A Simple and Practical Dictionary-based Approach for Identification of Proteins in Medline Abstracts
- Correspondence and reprints: Nikolai Daraselia, PhD, Ariadne Genomics, Inc., 9700 Great Seneca Highway, Rockville, MD 20850; e-mail: <nikolai{at}ariadnegenomics.com>
- Received 8 September 2003
- Accepted 11 January 2004
Abstract
Objective The aim of this study was to develop a practical and efficient protein identification system for biomedical corpora.
Design The developed system, called ProtScan, utilizes a carefully constructed dictionary of mammalian proteins in conjunction with a specialized tokenization algorithm to identify and tag protein name occurrences in biomedical texts and also takes advantage of Medline “Name-of-Substance” (NOS) annotation. The dictionaries for ProtScan were constructed in a semi-automatic way from various public-domain sequence databases followed by an intensive expert curation step.
Measurements The recall and precision of the system have been determined using 1,000 randomly selected and hand-tagged Medline abstracts.
Results The developed system is capable of identifying protein occurrences in Medline abstracts with a 98% precision and 88% recall. It was also found to be capable of processing approximately 300 abstracts per second. Without utilization of NOS annotation, precision and recall were found to be 98.5% and 84%, respectively.
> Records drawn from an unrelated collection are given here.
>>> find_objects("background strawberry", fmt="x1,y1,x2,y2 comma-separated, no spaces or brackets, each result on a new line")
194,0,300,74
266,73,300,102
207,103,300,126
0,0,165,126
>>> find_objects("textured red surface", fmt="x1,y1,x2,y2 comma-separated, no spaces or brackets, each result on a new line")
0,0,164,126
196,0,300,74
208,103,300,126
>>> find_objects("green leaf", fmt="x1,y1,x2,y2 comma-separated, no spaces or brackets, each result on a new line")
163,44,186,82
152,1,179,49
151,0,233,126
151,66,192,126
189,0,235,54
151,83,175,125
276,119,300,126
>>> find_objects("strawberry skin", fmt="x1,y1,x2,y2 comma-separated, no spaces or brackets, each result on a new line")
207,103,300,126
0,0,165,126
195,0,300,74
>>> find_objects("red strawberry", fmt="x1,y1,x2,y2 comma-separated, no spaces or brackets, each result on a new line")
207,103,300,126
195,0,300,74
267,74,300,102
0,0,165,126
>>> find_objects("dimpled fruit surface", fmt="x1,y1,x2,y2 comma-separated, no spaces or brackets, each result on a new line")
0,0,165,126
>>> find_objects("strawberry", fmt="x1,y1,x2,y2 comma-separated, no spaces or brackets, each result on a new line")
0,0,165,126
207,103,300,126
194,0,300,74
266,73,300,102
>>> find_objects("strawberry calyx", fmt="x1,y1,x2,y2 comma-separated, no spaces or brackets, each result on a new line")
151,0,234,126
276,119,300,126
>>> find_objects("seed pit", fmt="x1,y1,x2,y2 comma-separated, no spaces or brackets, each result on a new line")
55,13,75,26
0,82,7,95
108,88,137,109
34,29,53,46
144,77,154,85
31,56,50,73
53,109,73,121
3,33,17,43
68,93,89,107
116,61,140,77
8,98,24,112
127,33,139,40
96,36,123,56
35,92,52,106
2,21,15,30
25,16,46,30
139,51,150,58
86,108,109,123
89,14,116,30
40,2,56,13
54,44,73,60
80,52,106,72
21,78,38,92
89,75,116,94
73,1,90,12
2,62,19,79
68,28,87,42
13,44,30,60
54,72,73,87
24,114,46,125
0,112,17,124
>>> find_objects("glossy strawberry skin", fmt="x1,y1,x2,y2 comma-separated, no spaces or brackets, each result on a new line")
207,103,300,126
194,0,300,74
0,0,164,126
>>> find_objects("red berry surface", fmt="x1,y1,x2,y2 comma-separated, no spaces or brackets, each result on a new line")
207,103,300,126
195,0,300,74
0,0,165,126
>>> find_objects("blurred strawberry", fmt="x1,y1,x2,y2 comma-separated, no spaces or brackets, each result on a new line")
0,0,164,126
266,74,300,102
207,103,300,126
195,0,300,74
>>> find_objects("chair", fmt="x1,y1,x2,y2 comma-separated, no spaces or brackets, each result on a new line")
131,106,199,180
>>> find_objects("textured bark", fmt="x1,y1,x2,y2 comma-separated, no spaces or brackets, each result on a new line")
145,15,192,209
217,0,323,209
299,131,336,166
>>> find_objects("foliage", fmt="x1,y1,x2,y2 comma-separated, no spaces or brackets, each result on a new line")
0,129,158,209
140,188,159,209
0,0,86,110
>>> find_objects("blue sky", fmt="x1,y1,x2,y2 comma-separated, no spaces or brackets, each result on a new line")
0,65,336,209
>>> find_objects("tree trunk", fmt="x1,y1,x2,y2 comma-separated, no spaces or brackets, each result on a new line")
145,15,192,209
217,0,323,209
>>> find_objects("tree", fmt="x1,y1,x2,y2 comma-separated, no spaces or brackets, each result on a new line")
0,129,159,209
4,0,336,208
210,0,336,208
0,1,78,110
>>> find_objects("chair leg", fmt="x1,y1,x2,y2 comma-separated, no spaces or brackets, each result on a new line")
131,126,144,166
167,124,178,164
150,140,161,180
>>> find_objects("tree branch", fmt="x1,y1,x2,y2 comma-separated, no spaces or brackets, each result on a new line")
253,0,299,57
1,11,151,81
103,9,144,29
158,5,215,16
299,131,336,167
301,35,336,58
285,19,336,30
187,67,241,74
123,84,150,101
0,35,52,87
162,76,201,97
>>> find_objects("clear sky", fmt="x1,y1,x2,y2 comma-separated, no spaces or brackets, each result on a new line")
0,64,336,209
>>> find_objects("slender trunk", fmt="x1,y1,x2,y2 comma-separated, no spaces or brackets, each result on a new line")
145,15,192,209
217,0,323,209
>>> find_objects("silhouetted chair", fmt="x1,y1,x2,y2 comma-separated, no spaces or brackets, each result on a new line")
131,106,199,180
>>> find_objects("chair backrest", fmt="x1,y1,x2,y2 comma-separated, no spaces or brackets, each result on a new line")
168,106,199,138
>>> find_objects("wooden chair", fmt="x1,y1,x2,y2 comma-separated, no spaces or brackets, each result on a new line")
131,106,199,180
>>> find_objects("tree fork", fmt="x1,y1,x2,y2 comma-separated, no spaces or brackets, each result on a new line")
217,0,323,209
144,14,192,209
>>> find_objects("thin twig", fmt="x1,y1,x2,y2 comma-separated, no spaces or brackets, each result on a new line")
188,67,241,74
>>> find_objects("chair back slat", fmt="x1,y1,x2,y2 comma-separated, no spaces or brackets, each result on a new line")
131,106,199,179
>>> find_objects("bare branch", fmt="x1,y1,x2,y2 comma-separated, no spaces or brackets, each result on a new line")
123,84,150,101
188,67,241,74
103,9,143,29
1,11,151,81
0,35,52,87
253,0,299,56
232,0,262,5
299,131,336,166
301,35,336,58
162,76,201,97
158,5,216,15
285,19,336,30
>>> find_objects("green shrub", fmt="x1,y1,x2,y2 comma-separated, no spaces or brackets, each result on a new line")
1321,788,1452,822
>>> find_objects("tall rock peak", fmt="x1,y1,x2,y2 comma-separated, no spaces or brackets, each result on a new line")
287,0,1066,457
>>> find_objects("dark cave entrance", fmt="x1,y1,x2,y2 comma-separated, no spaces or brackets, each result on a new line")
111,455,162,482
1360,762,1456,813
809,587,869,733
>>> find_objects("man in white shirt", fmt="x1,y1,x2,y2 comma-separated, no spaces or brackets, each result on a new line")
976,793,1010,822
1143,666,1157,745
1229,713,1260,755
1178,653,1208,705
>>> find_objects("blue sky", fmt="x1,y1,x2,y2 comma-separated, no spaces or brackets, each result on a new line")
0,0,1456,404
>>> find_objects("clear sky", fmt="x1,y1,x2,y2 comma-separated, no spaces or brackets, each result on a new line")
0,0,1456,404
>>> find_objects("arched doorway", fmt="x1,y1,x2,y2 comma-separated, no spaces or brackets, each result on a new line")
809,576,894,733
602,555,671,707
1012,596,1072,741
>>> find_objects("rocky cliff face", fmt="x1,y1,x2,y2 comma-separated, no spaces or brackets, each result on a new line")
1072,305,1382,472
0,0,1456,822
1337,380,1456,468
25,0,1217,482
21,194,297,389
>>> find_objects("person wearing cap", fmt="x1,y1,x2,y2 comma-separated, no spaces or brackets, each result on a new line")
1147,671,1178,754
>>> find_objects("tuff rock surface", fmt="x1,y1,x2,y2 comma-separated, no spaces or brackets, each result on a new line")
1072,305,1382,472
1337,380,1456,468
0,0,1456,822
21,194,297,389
Conclusion The developed system appears to be well suited for protein-based Medline indexing and can help to improve biomedical information retrieval. Further approaches to ProtScan's recall improvement also are discussed.
Footnotes
-
Supported in part by NIH 1R43-GM067276. Some of the authors of the article are stockholders of Ariadne Genomics, Inc., a small private company whose business model is development and sales of bioinformatics software and, in particular, pathway analysis software. The described algorithm for identification of protein names is one component of the protein function information extraction pipeline, which, in turn, is part of PathwayAssist, the software product for pathway analysis (Bioinformatics. 2003;19:2155–7). The authors do not directly receive any royalties or fees from the sales of the described algorithm; however, the sales of the entire software product provide the significant portion of the company's income.